US Sanctions Are Brutal and Inhumane. And They Don’t Work.

Sanctions are a form of collective punishment. Their costs are overwhelmingly borne by innocent people rather than governments. And they are just another form of war, not an alternative to it. The US’s many sanctions across the world need to end.

US-LATAM-POLITICS-DIPLOMACY-SUMMIT-PROTEST

Activists protest outside the 9th Summit of the Americas at the LA Convention Center to deliver a letter rejecting President Joe Biden’s policy of sanctions, exclusions, and blockades against Latin America and the Caribbean, in Los Angeles, California, on June 10, 2022. (Ringo Chiu / AFP via Getty Images)


The US government is sanctioning so many countries right now, it’s hard to keep track of them all.

There are the countries you probably know about, like Russia, Syria, Iran, and Venezuela.
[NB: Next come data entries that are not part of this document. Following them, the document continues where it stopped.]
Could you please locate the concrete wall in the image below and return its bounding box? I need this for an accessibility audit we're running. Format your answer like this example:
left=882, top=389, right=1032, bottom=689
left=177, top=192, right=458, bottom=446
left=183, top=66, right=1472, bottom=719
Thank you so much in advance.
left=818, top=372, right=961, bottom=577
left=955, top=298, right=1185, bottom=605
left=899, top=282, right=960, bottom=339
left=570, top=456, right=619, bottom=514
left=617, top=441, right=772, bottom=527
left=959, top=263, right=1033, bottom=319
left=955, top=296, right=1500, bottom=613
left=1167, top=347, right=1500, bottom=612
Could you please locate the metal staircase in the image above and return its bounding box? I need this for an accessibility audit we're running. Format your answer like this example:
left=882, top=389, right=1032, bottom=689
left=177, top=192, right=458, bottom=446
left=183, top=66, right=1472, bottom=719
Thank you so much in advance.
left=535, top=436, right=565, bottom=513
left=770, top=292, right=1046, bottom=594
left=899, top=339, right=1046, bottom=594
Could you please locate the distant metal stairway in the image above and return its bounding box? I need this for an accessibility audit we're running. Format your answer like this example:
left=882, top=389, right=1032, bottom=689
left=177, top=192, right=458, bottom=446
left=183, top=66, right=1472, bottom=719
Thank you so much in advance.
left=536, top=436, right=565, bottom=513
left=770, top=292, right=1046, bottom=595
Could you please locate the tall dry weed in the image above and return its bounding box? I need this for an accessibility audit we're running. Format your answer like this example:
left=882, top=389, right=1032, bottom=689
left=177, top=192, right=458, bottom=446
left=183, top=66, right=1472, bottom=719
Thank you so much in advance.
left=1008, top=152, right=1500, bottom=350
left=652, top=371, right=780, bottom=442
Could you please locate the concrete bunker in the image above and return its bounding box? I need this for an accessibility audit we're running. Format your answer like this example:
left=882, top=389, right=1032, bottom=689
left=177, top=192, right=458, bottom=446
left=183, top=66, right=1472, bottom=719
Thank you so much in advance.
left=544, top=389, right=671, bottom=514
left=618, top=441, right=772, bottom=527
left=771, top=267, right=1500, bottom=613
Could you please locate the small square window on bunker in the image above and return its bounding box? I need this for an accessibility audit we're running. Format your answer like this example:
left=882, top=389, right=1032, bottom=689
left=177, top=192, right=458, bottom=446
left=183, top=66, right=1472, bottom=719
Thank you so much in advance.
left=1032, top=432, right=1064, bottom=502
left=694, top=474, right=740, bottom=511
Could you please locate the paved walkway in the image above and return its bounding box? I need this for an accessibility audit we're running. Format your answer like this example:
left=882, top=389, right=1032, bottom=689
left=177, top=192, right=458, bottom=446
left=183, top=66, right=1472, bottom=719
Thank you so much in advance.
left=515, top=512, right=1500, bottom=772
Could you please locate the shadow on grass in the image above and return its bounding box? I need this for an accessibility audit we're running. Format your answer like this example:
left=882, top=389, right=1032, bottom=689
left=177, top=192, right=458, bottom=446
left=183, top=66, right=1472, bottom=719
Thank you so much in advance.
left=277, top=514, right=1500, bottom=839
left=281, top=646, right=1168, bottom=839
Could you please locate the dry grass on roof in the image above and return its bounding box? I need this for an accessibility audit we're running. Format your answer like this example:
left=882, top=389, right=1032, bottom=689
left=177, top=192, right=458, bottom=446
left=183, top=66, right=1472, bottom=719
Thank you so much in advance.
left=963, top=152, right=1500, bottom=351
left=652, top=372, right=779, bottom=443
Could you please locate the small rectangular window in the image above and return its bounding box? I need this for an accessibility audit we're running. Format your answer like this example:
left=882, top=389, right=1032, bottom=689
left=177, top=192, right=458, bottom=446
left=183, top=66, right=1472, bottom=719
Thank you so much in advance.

There are the ones you hear less about, like Nicaragua, Yemen, Afghanistan, and Myanmar. And then there are the official enemies that Washington has sanctioned for decades, like Cuba and North Korea.

These sanctions are presented to the public as a nondestructive, even humane alternative to military action. But a new report from the Center for Economic and Policy Research (CEPR) lays out the brutal and damaging reality of sanctions regimes and their human costs. Synthesizing the findings of dozens of studies and examining the sanctions’ impact on three targeted countries in particular, the CEPR study makes clear what critics of the policy have long stressed: that sanctions are a form of collective punishment, whose costs are overwhelmingly borne by the innocent people ruled by the often undemocratic governments US officials seek to punish and which is in practice not so much an alternative to war as an alternative form of it.